Look, it’s easy for the left to say Bush was a bad guy — he caused this problem by going into Iraq unadvised. It’s easy for the right to say Obama is a bad guy, he hasn’t done enough. The truth is, terrorism isn’t Bush’s fault. It isn’t Obama’s fault. It isn’t the French government’s fault. Republicans, Democrats, Independents, Libertarians and all other freedom-loving people abhor terror and want to see it brought to its knees.
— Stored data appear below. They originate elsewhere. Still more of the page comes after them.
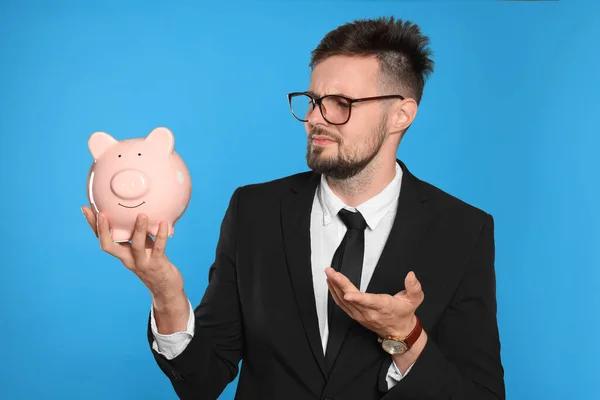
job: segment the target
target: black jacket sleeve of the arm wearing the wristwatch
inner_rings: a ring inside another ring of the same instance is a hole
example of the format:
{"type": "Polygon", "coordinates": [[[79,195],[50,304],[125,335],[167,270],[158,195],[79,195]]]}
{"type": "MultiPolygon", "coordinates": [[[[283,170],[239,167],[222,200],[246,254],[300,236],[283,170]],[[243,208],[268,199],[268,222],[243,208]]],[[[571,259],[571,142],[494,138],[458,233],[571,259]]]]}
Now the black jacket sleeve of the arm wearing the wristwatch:
{"type": "Polygon", "coordinates": [[[468,268],[410,373],[384,400],[504,400],[496,320],[494,220],[486,215],[468,268]]]}

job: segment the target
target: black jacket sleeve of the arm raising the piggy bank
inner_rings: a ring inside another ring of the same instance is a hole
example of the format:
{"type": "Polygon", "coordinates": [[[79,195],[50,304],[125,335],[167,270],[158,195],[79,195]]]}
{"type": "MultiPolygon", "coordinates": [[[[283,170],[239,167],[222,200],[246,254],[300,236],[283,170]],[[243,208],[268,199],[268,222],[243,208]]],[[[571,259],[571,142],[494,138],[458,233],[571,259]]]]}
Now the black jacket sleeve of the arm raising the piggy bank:
{"type": "Polygon", "coordinates": [[[181,399],[216,399],[238,374],[244,342],[236,274],[239,197],[240,188],[233,193],[221,223],[208,286],[194,310],[192,340],[181,354],[168,360],[152,348],[148,322],[152,354],[181,399]]]}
The war on terror is an unimaginably difficult war — one that we will always fight at a disadvantage as long as they are willing to target innocent civilians and we are not. If we want to have any chance to make serious headway against this global threat, it’s high time we quit pointing fingers, making our allies into our enemies, and using a serious global threat as fodder for partisan politics. This is the one issue that we need to put nationalism and partisan politics aside and say “We will be united in this cause. Wherever else we might disagree, on this one issue we will join together and fight as one.”

The reason we are losing this war is because terrorism divides us, but unites the jihadists. Sadly it seems all the politicians and most of the public fails to grasp the significance of that point.